There’s a lot to be said for going the extra mile to keep customers happy and eager to return for additional products and services. The problem is, if you focus too much on the customers and not enough on business, you’re making what can be a costly error.
On the reverse side, if your focus is so keyed to marketing your business that customer concerns and satisfaction aren’t a priority, it won’t matter how strategic your business plan is—if there aren’t any customers, there is no business to plan for.
Finding the Balance Between Customer Satisfaction and Business Focus
The desire to please every customer is admirable, but you must set a limit on how far to go and when it’s time to say no. The following can help get you started.
· Strategy – As you develop your plan of action, determine and refine your approach based on what your business offers. Don’t attempt to cover every possible angle. Keep it focused. This is where saying no is important—because your marketing plan should be focused on your target market, not trying to create a product/service to please every situation. When you take that road, you run the risk of diluting the very essence of what your business is supposed to encompass. Not only will you run yourself ragged trying to fit the bill for every situation, it can also call your credibility into play for new customers. Trying to “do it all” may make potential customers feel they’ll be receiving lower quality service because your company is spread too thin.
· Extreme Service – Going the extra mile for a new or well-established customer is a generous gift of your time and potential income. If you have a customer that finds fault, nitpicks the project, or who is dissatisfied no matter what you do, providing “off the clock” work to appease and retain their business is not cost effective, nor part of your business plan. This type of person is not really a customer you’ll want to retain, and to avoid any additional losses, say no to extra work free of charge.
Retaining Loyal Customers and Remain Focused
While letting go of people who end up draining your time, labor, and money, the opposite applies to those people who you consider loyal customers. There is a distinct difference between a one-time buyer and a repeat customer. Both are important, and the hope is to turn the one-time buyer into an ongoing client. This won’t be possible every time, but that’s okay.
The repeat customer is different, and while both types should receive the best service possible, the loyal customer deserves a little extra due to the long-standing relationship with your company.
Reasons for Customer Service Dissatisfaction
There are any number of reasons why a customer becomes displeased with your business. Here are a few examples.
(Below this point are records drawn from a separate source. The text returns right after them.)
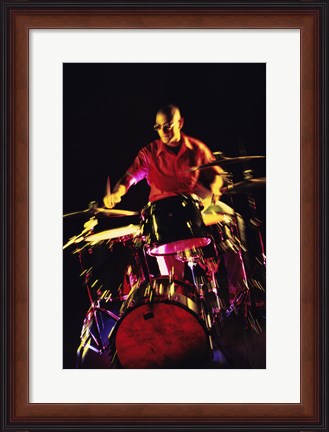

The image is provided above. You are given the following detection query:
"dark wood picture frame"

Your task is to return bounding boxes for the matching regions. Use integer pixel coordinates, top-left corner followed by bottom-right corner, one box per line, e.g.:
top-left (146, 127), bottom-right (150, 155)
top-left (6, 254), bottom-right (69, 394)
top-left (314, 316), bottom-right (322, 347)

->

· A negative review at the Better Business Bureau
· Price ended up being more than the estimate
· Use of inferior materials
· Product or service has issues too soon after purchase or installation
· Incompetent service
· Unfriendly and unhelpful attitude from the people within your company
· Not completing a service in a timely manner
Overcoming Customer Dissatisfaction While Staying Focused on Business
When a situation arises with a displeased customer, it would be easy to fall back into “yes” mode. This, of course, goes against the strategy you’ve outlined as your business focus. The following tips can help retain an unhappy customer while staying true to your business plan.
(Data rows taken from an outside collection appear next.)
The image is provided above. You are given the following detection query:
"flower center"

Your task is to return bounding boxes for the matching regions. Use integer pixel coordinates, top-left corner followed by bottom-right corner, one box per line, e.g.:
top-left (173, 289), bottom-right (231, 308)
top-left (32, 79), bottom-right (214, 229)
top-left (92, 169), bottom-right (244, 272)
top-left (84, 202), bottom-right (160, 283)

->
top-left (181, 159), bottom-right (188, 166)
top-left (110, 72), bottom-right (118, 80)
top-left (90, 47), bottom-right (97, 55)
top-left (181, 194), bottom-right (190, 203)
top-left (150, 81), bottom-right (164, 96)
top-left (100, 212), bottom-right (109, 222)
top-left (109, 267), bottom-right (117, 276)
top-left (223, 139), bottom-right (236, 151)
· Acknowledge any mistakes or product failure your business is responsible for and fix it. This is one of those defining moments where you may consider providing a little extra, such as a small discount, or discount on the next service, to appease the customer. By acknowledging an error on your part or part of your staff, it shows respect for the customer. This only adds to the level of trust they have for your business.
· Your business is only as good as the people that work with you. As part of your business focus, ensure each employee feels appreciated and has the training they need to do a good job. Whether in the office or in the field, your employees are the face of your business. If they’re projecting negativity, in any way, your customers will pick up on it and move on to your competition.
· If you’re seeing a trend in repeat problems, tackle them by having an immediate solution ready so that a small problem won’t turn into something much larger. Target known areas and be prepared. This keeps customers happy and your business focused. At the end of the day, you need to balance your strategic plan with a level of customer service that keeps your business moving forward.